Der Dauertestfuhrpark der Redaktion MOTORRAD füllt sich zum Saisonstart wieder merklich. Ab sofort gesellt sich zu diesem illustren Kreis ein weiterer Zweizylinder - die Aprilia Shiver 900.

Kilometerstand: 15.600, 09/2018

Die Dauertest-Aprilia ist reif für ein kleines Update. Test-Chef Andreas Bildl ist an der Shiver ein leichtes Taumeln bei niedrigem Tempo aufgefallen. Die Kontrolle des Lenkkopflagers ergab eine Raststelle in Mittelstellung. Kurzfristige Abhilfe schaffte eine halbe Umdrehung weniger Vorspannung an der Lenkkopflagermutter. Jetzt geht’s wieder, fühlt sich aber vorne nicht mehr so satt an. Das Lenkkopflager wird damit wohl ein Fall spätestens für die 20.000 km-Inspektion.

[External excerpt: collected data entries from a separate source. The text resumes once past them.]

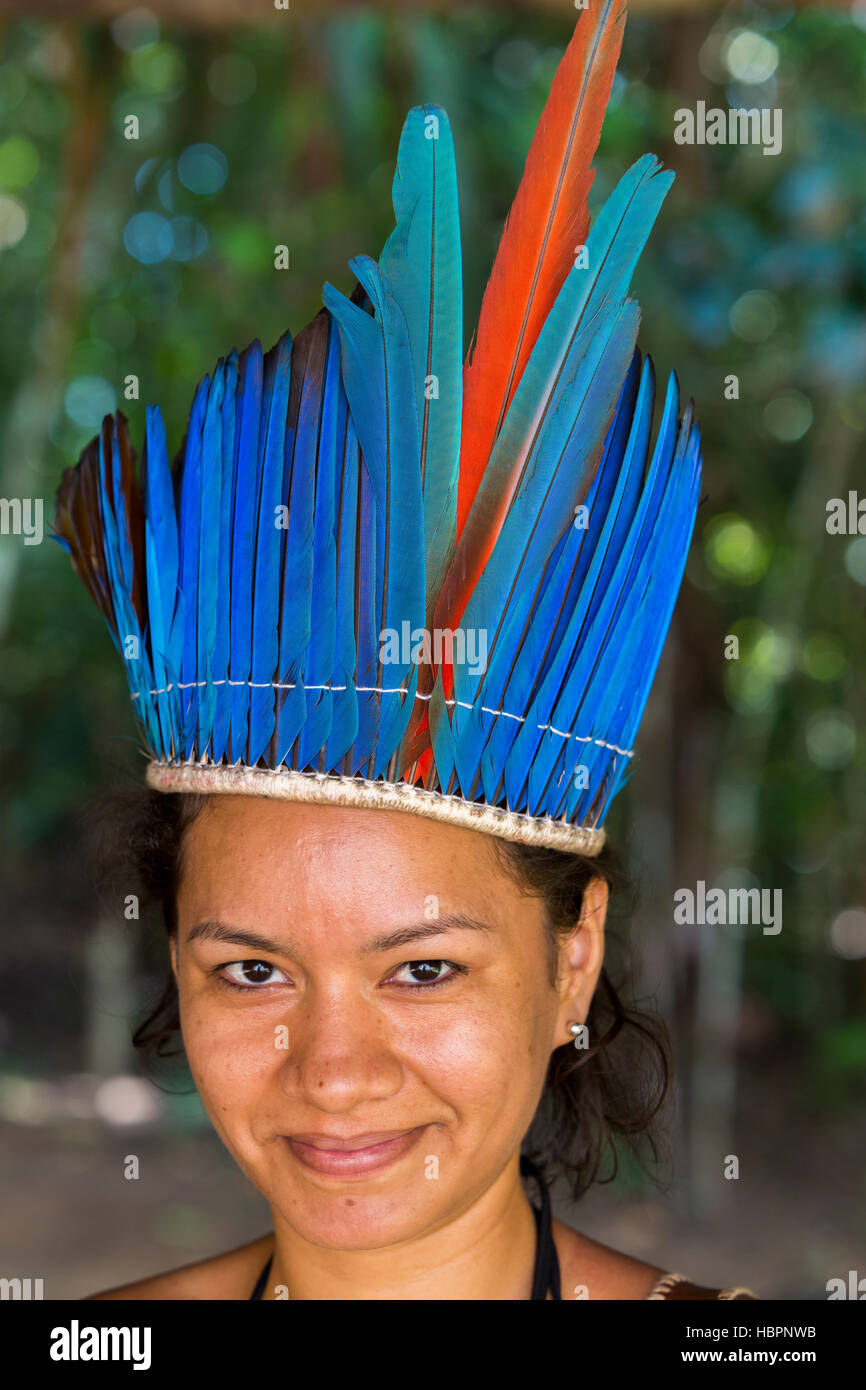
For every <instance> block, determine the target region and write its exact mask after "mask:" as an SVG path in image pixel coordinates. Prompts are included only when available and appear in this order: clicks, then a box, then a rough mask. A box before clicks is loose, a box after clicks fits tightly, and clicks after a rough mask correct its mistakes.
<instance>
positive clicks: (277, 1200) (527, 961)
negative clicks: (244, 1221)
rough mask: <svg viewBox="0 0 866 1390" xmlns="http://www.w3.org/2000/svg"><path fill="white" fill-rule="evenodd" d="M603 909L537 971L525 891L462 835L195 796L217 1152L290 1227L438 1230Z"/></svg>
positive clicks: (456, 1206)
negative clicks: (556, 956) (252, 1184)
mask: <svg viewBox="0 0 866 1390" xmlns="http://www.w3.org/2000/svg"><path fill="white" fill-rule="evenodd" d="M602 923H603V908H602V912H598V913H596V919H595V922H589V923H588V924H587V926H585V927H584V929H582V930H581V931H578V933H575V935H574V937H573V938H571V942H570V945H569V948H567V952H566V955H564V963H563V972H564V973H563V977H562V981H560V984H559V986H557V987H553V986H552V984H550V980H549V973H548V972H549V966H548V947H546V934H545V926H544V908H542V903H541V901H538V899H535V898H531V897H528V895H524V894H523V892H521V891H520V888H518V885H517V883H516V881H514V880H513V878H512V877H510V874H507V873H506V872H505V870H503V869H502V867H500V865H499V862H498V859H496V855H495V848H493V841H491V840H489V837H487V835H484V834H478V833H477V831H471V830H463V828H457V827H452V826H442V824H438V823H436V821H431V820H424V819H421V817H417V816H410V815H406V813H395V812H388V810H360V809H343V808H336V806H306V805H297V803H291V802H281V801H274V799H267V798H257V796H253V798H247V796H211V798H210V799H209V803H207V805H206V809H204V810H203V813H202V815H200V816H199V817H197V819H196V820H195V821H193V823H192V826H190V827H189V828H188V831H186V834H185V840H183V872H182V883H181V890H179V895H178V941H177V949H174V948H172V958H174V967H175V974H177V980H178V990H179V999H181V1020H182V1029H183V1042H185V1047H186V1054H188V1058H189V1063H190V1068H192V1073H193V1077H195V1080H196V1084H197V1087H199V1091H200V1094H202V1099H203V1102H204V1105H206V1108H207V1111H209V1115H210V1118H211V1120H213V1123H214V1126H215V1129H217V1130H218V1133H220V1134H221V1137H222V1140H224V1143H225V1144H227V1147H228V1150H229V1151H231V1152H232V1155H234V1156H235V1159H236V1162H238V1163H239V1165H240V1168H242V1169H243V1172H245V1173H246V1175H247V1177H249V1179H250V1180H252V1181H253V1183H254V1186H256V1187H257V1188H259V1190H260V1191H261V1193H263V1194H264V1197H265V1198H267V1200H268V1202H270V1204H271V1207H272V1208H274V1209H275V1211H278V1212H279V1213H281V1215H282V1218H284V1219H285V1220H286V1222H288V1225H289V1226H291V1227H292V1229H293V1230H296V1232H297V1234H299V1236H302V1238H306V1240H309V1241H313V1243H314V1244H318V1245H324V1247H328V1248H338V1250H368V1248H379V1247H382V1245H389V1244H393V1243H396V1241H400V1240H406V1238H410V1237H413V1236H418V1234H421V1233H425V1232H432V1230H435V1229H438V1227H439V1226H441V1225H442V1223H445V1222H448V1220H449V1219H453V1218H455V1216H456V1215H459V1213H460V1212H461V1211H464V1209H466V1208H467V1207H468V1205H470V1204H471V1202H473V1201H475V1200H477V1198H478V1197H480V1195H481V1194H482V1193H484V1191H485V1190H487V1188H488V1187H489V1186H491V1183H493V1181H495V1179H496V1177H498V1176H499V1175H500V1173H502V1172H503V1169H505V1166H506V1165H507V1162H509V1159H512V1158H513V1156H514V1154H516V1151H517V1148H518V1145H520V1141H521V1138H523V1136H524V1133H525V1130H527V1127H528V1125H530V1122H531V1119H532V1115H534V1112H535V1108H537V1104H538V1099H539V1095H541V1091H542V1086H544V1079H545V1072H546V1066H548V1062H549V1058H550V1052H552V1049H553V1048H555V1047H559V1045H560V1044H562V1042H567V1041H570V1034H569V1022H571V1020H574V1019H578V1020H580V1022H584V1020H585V1017H587V1012H588V1008H589V1001H591V997H592V991H594V988H595V981H596V977H598V972H599V969H601V962H602V945H601V937H602V930H601V927H602Z"/></svg>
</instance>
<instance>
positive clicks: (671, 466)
mask: <svg viewBox="0 0 866 1390" xmlns="http://www.w3.org/2000/svg"><path fill="white" fill-rule="evenodd" d="M623 25H624V6H623V4H621V0H607V3H602V4H599V6H595V7H594V8H592V10H589V11H587V13H584V14H582V15H581V18H580V22H578V24H577V28H575V32H574V36H573V39H571V42H570V44H569V47H567V50H566V53H564V57H563V60H562V63H560V65H559V70H557V72H556V76H555V81H553V86H552V90H550V95H549V99H548V103H546V106H545V110H544V114H542V117H541V121H539V125H538V129H537V132H535V136H534V139H532V143H531V147H530V153H528V157H527V163H525V170H524V174H523V181H521V183H520V188H518V190H517V196H516V199H514V203H513V207H512V211H510V214H509V218H507V221H506V225H505V231H503V234H502V240H500V243H499V250H498V253H496V259H495V263H493V268H492V272H491V278H489V282H488V285H487V291H485V295H484V300H482V304H481V313H480V318H478V327H477V331H475V334H474V343H473V347H471V350H470V354H468V357H467V360H466V361H464V360H463V313H461V297H463V291H461V253H460V224H459V211H457V183H456V172H455V156H453V146H452V135H450V129H449V124H448V117H446V114H445V111H443V110H442V108H439V107H435V106H420V107H416V108H413V110H411V111H410V113H409V115H407V118H406V122H405V126H403V133H402V139H400V146H399V154H398V168H396V175H395V181H393V208H395V222H396V225H395V228H393V232H392V234H391V236H389V238H388V242H386V245H385V247H384V250H382V254H381V257H379V260H378V263H377V261H374V260H371V259H370V257H368V256H357V257H354V259H353V260H352V261H350V267H352V270H353V272H354V275H356V279H357V284H356V289H354V292H353V295H352V297H350V299H348V297H346V296H343V295H342V293H341V292H339V291H338V289H335V288H334V286H332V285H329V284H325V286H324V291H322V300H324V307H322V309H321V310H320V311H318V314H317V316H316V317H314V318H313V320H311V322H309V324H307V325H306V328H303V329H302V331H300V332H299V334H297V336H296V338H295V339H292V338H291V336H289V334H288V332H286V334H284V335H282V338H281V339H279V342H277V343H275V345H274V346H272V347H271V349H270V352H267V353H263V350H261V343H260V342H259V339H256V341H254V342H252V343H250V345H249V346H247V347H246V349H245V350H243V352H242V353H238V352H236V350H232V352H231V353H229V354H228V356H227V357H222V359H220V361H218V363H217V367H215V368H214V371H213V374H209V375H206V377H204V378H203V379H202V381H200V382H199V388H197V391H196V395H195V399H193V403H192V410H190V414H189V424H188V430H186V438H185V441H183V446H182V449H181V452H179V455H178V457H177V459H175V461H174V466H170V459H168V450H167V441H165V430H164V425H163V420H161V416H160V410H158V407H157V406H150V404H149V406H147V409H146V428H145V448H143V456H142V464H140V477H139V474H138V473H136V466H135V455H133V450H132V448H131V443H129V438H128V430H126V420H125V417H124V414H122V413H120V411H118V413H117V414H114V416H106V418H104V420H103V425H101V431H100V434H99V436H97V438H96V439H93V442H92V443H90V445H89V446H88V448H86V449H85V450H83V453H82V456H81V460H79V463H78V464H76V467H75V468H68V470H65V473H64V475H63V481H61V484H60V488H58V496H57V513H56V520H54V524H56V532H57V538H58V539H60V541H61V543H63V545H64V546H65V548H67V550H68V552H70V555H71V559H72V564H74V567H75V571H76V573H78V575H79V578H81V580H82V581H83V584H85V585H86V588H88V591H89V592H90V595H92V598H93V600H95V602H96V603H97V605H99V607H100V609H101V612H103V614H104V617H106V620H107V624H108V627H110V631H111V634H113V638H114V642H115V645H117V648H118V651H120V652H121V656H122V657H124V660H125V664H126V673H128V678H129V687H131V694H132V699H133V702H135V708H136V712H138V716H139V720H140V723H142V728H143V735H145V741H146V745H147V749H149V753H150V759H152V762H150V765H149V769H147V781H149V784H150V785H152V787H156V788H160V790H163V791H213V792H243V794H253V795H265V796H284V798H289V799H295V801H317V802H321V801H325V802H335V803H339V805H354V806H373V808H385V809H391V808H393V809H399V810H407V812H413V813H417V815H423V816H432V817H435V819H439V820H445V821H450V823H456V824H466V826H470V827H475V828H478V830H482V831H488V833H491V834H496V835H503V837H505V838H509V840H517V841H524V842H531V844H544V845H550V847H555V848H560V849H569V851H573V852H582V853H596V852H598V851H599V849H601V847H602V844H603V838H605V831H603V830H602V828H601V827H602V821H603V819H605V815H606V812H607V808H609V805H610V801H612V798H613V796H614V795H616V792H617V790H619V788H620V785H621V783H623V777H624V773H626V770H627V767H628V762H630V759H631V756H632V741H634V735H635V731H637V727H638V724H639V720H641V716H642V712H644V706H645V703H646V698H648V694H649V687H651V682H652V680H653V676H655V671H656V666H657V662H659V657H660V653H662V646H663V642H664V637H666V634H667V628H669V624H670V619H671V612H673V606H674V600H676V596H677V592H678V588H680V582H681V577H683V569H684V564H685V556H687V550H688V545H689V538H691V532H692V527H694V521H695V512H696V505H698V488H699V475H701V436H699V431H698V425H696V423H695V420H694V413H692V403H691V402H689V403H688V404H687V406H685V409H684V410H680V396H678V388H677V381H676V377H674V375H673V374H671V377H670V381H669V384H667V388H666V392H664V402H663V407H662V413H660V423H659V425H657V431H656V435H655V442H653V445H652V448H651V430H652V418H653V404H655V377H653V370H652V363H651V360H649V359H646V360H642V359H641V354H639V352H638V350H637V347H635V339H637V332H638V318H639V314H638V306H637V304H635V303H634V300H631V299H628V285H630V279H631V275H632V271H634V267H635V263H637V259H638V256H639V253H641V250H642V247H644V243H645V240H646V238H648V235H649V231H651V228H652V224H653V221H655V218H656V215H657V213H659V208H660V204H662V200H663V197H664V195H666V192H667V189H669V186H670V183H671V181H673V175H671V174H670V172H663V171H662V168H660V165H659V163H657V160H656V158H655V157H653V156H649V154H648V156H645V157H644V158H641V160H638V163H637V164H634V165H632V168H630V170H628V172H627V174H626V175H624V177H623V178H621V179H620V182H619V183H617V186H616V188H614V190H613V192H612V195H610V196H609V199H607V202H606V203H605V206H603V207H602V210H601V213H599V214H598V217H596V220H595V222H594V225H592V229H589V214H588V206H587V197H588V192H589V186H591V182H592V178H594V172H592V170H591V163H592V158H594V154H595V150H596V146H598V140H599V133H601V126H602V120H603V114H605V107H606V103H607V97H609V93H610V85H612V81H613V72H614V68H616V63H617V58H619V51H620V44H621V35H623Z"/></svg>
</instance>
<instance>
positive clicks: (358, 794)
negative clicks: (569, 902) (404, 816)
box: [147, 762, 605, 858]
mask: <svg viewBox="0 0 866 1390" xmlns="http://www.w3.org/2000/svg"><path fill="white" fill-rule="evenodd" d="M147 785H149V787H153V788H154V790H156V791H165V792H213V794H218V792H224V794H228V795H235V796H275V798H278V799H281V801H300V802H318V803H324V805H331V806H361V808H366V809H370V810H405V812H409V813H410V815H413V816H425V817H427V819H428V820H441V821H443V823H446V824H449V826H464V827H466V828H467V830H481V831H482V833H484V834H488V835H498V837H499V838H500V840H510V841H514V842H516V844H521V845H542V847H545V848H548V849H562V851H564V852H566V853H573V855H587V856H589V858H592V856H595V855H598V853H601V851H602V847H603V844H605V831H603V830H594V828H591V827H588V826H570V824H569V823H567V821H563V820H552V819H550V817H549V816H525V815H524V813H523V812H517V810H506V809H505V808H502V806H487V805H484V803H482V802H474V801H464V799H463V798H461V796H446V795H443V794H442V792H438V791H428V790H427V788H425V787H414V785H411V784H409V783H382V781H367V780H364V778H361V777H335V776H331V774H328V773H299V771H293V770H292V769H291V767H243V766H217V765H214V763H160V762H152V763H149V765H147Z"/></svg>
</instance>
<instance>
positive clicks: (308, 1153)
mask: <svg viewBox="0 0 866 1390" xmlns="http://www.w3.org/2000/svg"><path fill="white" fill-rule="evenodd" d="M425 1129H427V1126H425V1125H418V1126H417V1127H416V1129H411V1130H396V1131H395V1130H389V1131H386V1133H379V1134H357V1136H353V1137H352V1138H336V1137H335V1136H334V1134H286V1136H285V1140H286V1144H288V1145H289V1148H291V1151H292V1154H293V1155H295V1158H296V1159H297V1161H299V1162H300V1163H303V1165H304V1168H311V1169H313V1170H314V1172H317V1173H327V1175H331V1176H334V1177H352V1176H354V1175H356V1173H373V1172H377V1170H378V1169H382V1168H388V1165H389V1163H395V1162H396V1161H398V1158H403V1155H405V1154H407V1152H409V1151H410V1150H411V1148H414V1145H416V1144H417V1141H418V1138H420V1137H421V1131H423V1130H425Z"/></svg>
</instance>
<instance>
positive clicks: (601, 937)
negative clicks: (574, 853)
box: [553, 878, 609, 1047]
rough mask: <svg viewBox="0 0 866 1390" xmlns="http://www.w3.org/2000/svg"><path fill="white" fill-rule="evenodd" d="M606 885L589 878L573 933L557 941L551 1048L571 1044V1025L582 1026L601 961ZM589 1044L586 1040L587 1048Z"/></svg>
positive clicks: (604, 882) (597, 976)
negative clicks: (554, 1019)
mask: <svg viewBox="0 0 866 1390" xmlns="http://www.w3.org/2000/svg"><path fill="white" fill-rule="evenodd" d="M607 897H609V891H607V884H606V881H605V880H603V878H592V880H591V881H589V884H588V887H587V890H585V892H584V901H582V906H581V915H580V919H578V922H577V923H575V926H574V930H573V931H571V933H570V934H569V935H567V937H564V938H560V941H562V944H560V948H559V977H557V990H559V998H560V1006H559V1015H557V1019H556V1038H555V1041H553V1047H562V1044H563V1042H573V1041H574V1036H573V1033H571V1031H570V1026H571V1023H585V1022H587V1016H588V1013H589V1005H591V1002H592V995H594V994H595V987H596V984H598V977H599V974H601V973H602V965H603V962H605V919H606V916H607ZM591 1044H592V1038H588V1042H587V1045H591Z"/></svg>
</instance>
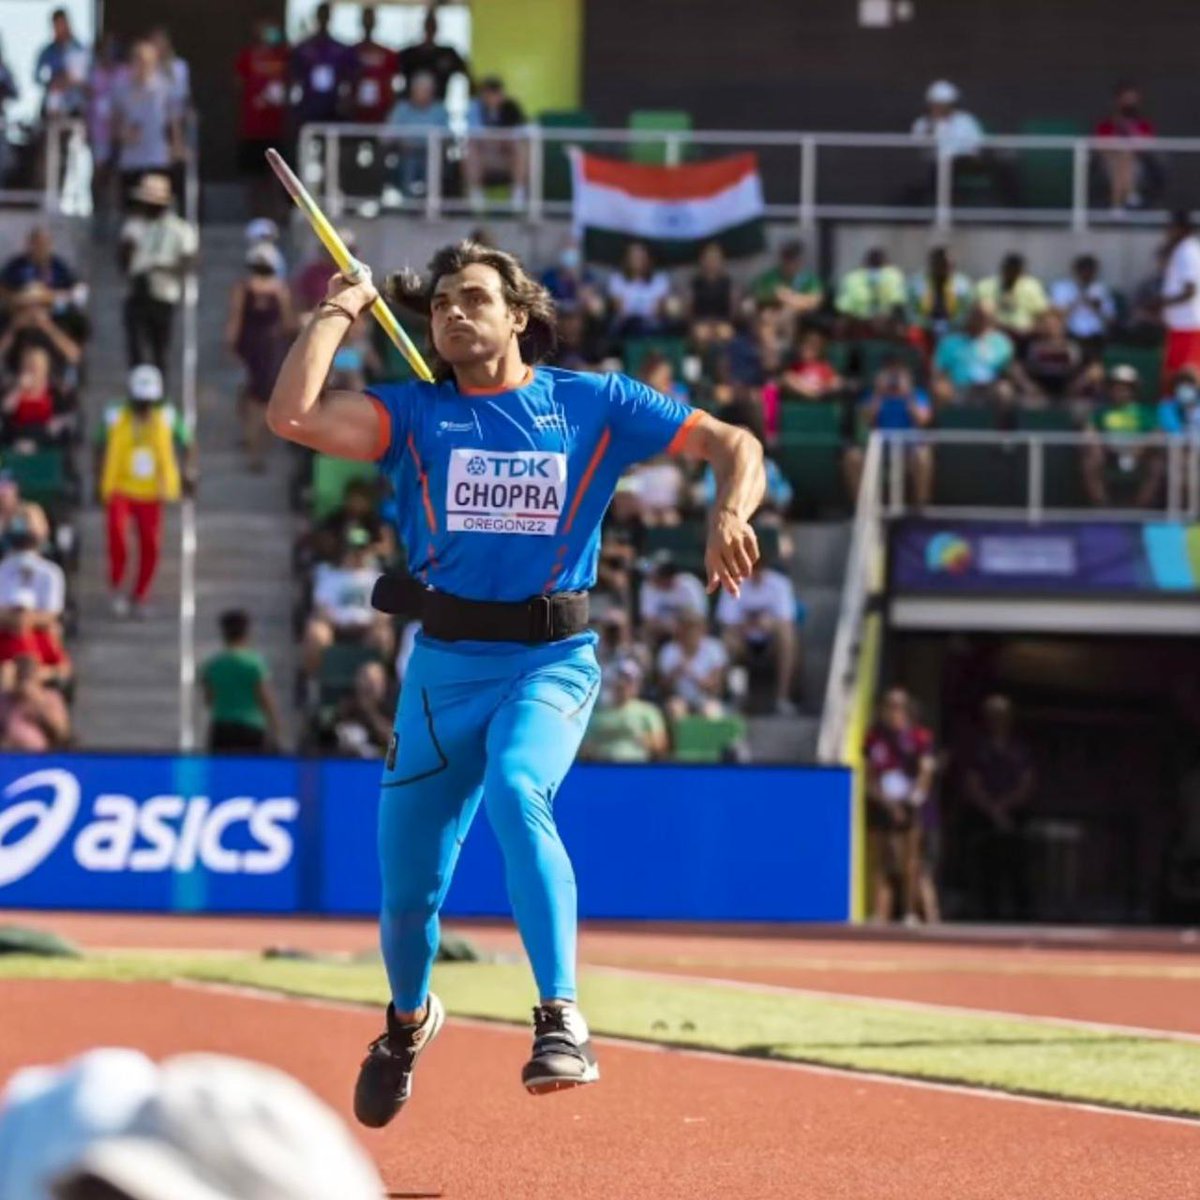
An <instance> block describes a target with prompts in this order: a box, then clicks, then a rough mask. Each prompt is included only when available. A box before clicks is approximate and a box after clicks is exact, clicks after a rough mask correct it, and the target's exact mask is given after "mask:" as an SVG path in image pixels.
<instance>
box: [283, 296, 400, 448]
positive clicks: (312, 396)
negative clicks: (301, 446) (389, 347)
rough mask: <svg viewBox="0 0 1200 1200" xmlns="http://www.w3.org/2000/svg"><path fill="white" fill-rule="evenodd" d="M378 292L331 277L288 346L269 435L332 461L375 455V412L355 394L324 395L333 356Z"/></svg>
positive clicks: (377, 413) (378, 431) (332, 360)
mask: <svg viewBox="0 0 1200 1200" xmlns="http://www.w3.org/2000/svg"><path fill="white" fill-rule="evenodd" d="M377 295H378V293H377V292H376V288H374V284H373V283H372V282H371V280H370V278H366V280H364V281H361V282H359V283H350V282H349V281H348V280H347V278H346V277H344V276H343V275H335V276H334V278H332V280H330V283H329V288H328V289H326V292H325V299H324V300H323V301H322V304H320V305H319V306H318V308H317V311H316V312H314V313H313V316H312V319H311V320H310V322H308V324H307V325H305V328H304V330H301V332H300V336H299V337H298V338H296V340H295V341H294V342H293V343H292V349H289V350H288V354H287V358H286V359H284V360H283V366H281V367H280V373H278V374H277V376H276V378H275V388H274V389H272V390H271V400H270V403H269V404H268V406H266V424H268V427H269V428H270V430H271V432H272V433H275V434H277V436H278V437H281V438H286V439H287V440H288V442H296V443H299V444H300V445H302V446H308V449H310V450H317V451H318V452H320V454H328V455H334V456H335V457H338V458H358V460H361V461H366V462H368V461H372V460H374V458H378V457H379V449H380V445H379V443H380V428H379V414H378V412H377V410H376V406H374V404H373V403H372V402H371V400H370V398H368V397H367V396H365V395H362V394H361V392H358V391H324V390H323V389H324V386H325V379H326V378H328V377H329V368H330V367H331V366H332V365H334V355H335V354H336V353H337V348H338V347H340V346H341V344H342V340H343V338H344V337H346V335H347V332H348V331H349V329H350V326H352V325H353V324H354V322H355V320H356V319H358V317H359V314H360V313H362V312H365V311H366V310H367V308H368V307H370V306H371V305H372V304H373V302H374V299H376V296H377Z"/></svg>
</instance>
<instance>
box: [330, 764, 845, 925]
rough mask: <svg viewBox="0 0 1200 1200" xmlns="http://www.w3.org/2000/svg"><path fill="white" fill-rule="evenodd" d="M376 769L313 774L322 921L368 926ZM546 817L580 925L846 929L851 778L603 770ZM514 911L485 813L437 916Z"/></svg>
mask: <svg viewBox="0 0 1200 1200" xmlns="http://www.w3.org/2000/svg"><path fill="white" fill-rule="evenodd" d="M378 779H379V768H378V766H371V764H366V763H354V762H326V763H324V764H323V786H322V794H323V796H324V797H325V798H326V803H325V814H324V815H325V820H324V826H323V833H322V839H320V846H322V870H320V875H322V878H323V880H324V892H323V895H322V904H320V910H322V912H330V913H372V912H376V911H378V906H379V878H378V869H377V866H376V815H377V810H378V797H377V796H376V791H374V788H376V785H377V782H378ZM554 818H556V821H557V822H558V828H559V830H560V833H562V835H563V841H564V842H565V844H566V848H568V851H569V852H570V856H571V862H572V863H574V865H575V877H576V882H577V884H578V898H580V899H578V902H580V916H581V917H584V918H598V919H599V918H614V919H616V918H632V919H656V920H847V919H848V917H850V910H848V905H850V853H851V851H850V827H851V799H850V772H848V770H847V769H844V768H821V767H750V766H742V767H738V766H730V767H680V766H674V767H667V766H647V767H602V766H595V764H590V763H589V764H584V766H580V767H577V768H576V769H575V770H572V772H571V774H570V775H568V776H566V781H565V782H564V784H563V787H562V791H560V792H559V793H558V796H557V798H556V800H554ZM443 911H444V912H446V913H448V914H452V916H472V917H491V916H506V914H508V913H509V912H510V908H509V902H508V896H506V895H505V890H504V865H503V862H502V859H500V851H499V847H498V846H497V842H496V839H494V836H493V835H492V830H491V827H490V826H488V823H487V817H486V815H485V814H484V812H482V811H481V812H480V814H479V816H478V817H476V820H475V826H474V828H473V829H472V833H470V836H469V838H468V839H467V842H466V845H464V846H463V850H462V857H461V859H460V862H458V870H457V872H456V874H455V880H454V883H452V884H451V888H450V893H449V895H448V896H446V905H445V908H444V910H443Z"/></svg>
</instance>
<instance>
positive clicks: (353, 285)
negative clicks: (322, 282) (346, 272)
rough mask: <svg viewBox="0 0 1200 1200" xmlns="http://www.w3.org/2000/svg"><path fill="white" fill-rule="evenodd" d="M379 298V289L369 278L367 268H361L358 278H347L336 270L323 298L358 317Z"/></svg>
mask: <svg viewBox="0 0 1200 1200" xmlns="http://www.w3.org/2000/svg"><path fill="white" fill-rule="evenodd" d="M378 299H379V289H378V288H377V287H376V286H374V281H373V280H372V278H371V271H370V269H368V268H366V266H364V268H362V275H361V276H360V277H359V278H358V280H348V278H347V277H346V276H344V275H342V272H341V271H338V272H337V274H336V275H335V276H334V277H332V278H331V280H330V281H329V286H328V287H326V288H325V300H326V301H329V302H330V304H336V305H337V306H338V307H340V308H346V310H347V311H348V312H353V313H354V316H355V317H360V316H361V314H362V313H365V312H366V311H367V308H370V307H371V305H373V304H374V302H376V300H378Z"/></svg>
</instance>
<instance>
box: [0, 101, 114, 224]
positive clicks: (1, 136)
mask: <svg viewBox="0 0 1200 1200" xmlns="http://www.w3.org/2000/svg"><path fill="white" fill-rule="evenodd" d="M10 132H11V128H10V126H8V125H6V124H5V122H4V121H0V137H5V138H7V137H8V133H10ZM16 132H20V133H22V134H24V133H25V132H26V131H24V130H19V131H16ZM32 137H34V138H35V139H36V140H38V142H40V143H41V148H40V149H38V150H37V151H36V152H35V162H36V164H37V168H38V170H40V178H38V179H35V180H34V185H35V186H32V187H5V188H0V204H2V205H6V206H12V208H31V209H40V210H41V211H42V212H44V214H47V215H48V216H73V217H85V216H89V215H90V214H91V169H92V162H91V150H90V149H89V146H88V126H86V124H85V122H84V121H83V120H79V119H65V118H50V119H49V120H48V121H47V122H46V124H44V126H42V127H41V128H40V130H38V131H37V132H36V133H35V134H32Z"/></svg>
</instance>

Zudem mussten die Serienbremsscheiben plus Beläge am Vorderrad Wave-Scheiben plus neuen Belägen aus dem Zubehör weichen. Das vielfach kritisierte Rubbeln ist verschwunden, die Bremsleistung satt.

Kilometerstand: 13.700, 08/2018

MOTORRAD-Produktionerin Petra Wiesner hat sich mit viel Respekt der Aprilia Shiver 900 genähert. Mit einer Körpergröße von 1,64 Meter komme ich doch gerade mal mit den Zehenspitzen auf den Boden. Das Handling der Shiver ist da nicht ganz so einfach, zumal der Schwerpunkt gefühlt relativ weit oben liegt. Brems- und Kupplungshebel sind einstellbar, was mir  entgegenkommt. Das Display ist gut abzulesen, leider ohne Tankanzeige.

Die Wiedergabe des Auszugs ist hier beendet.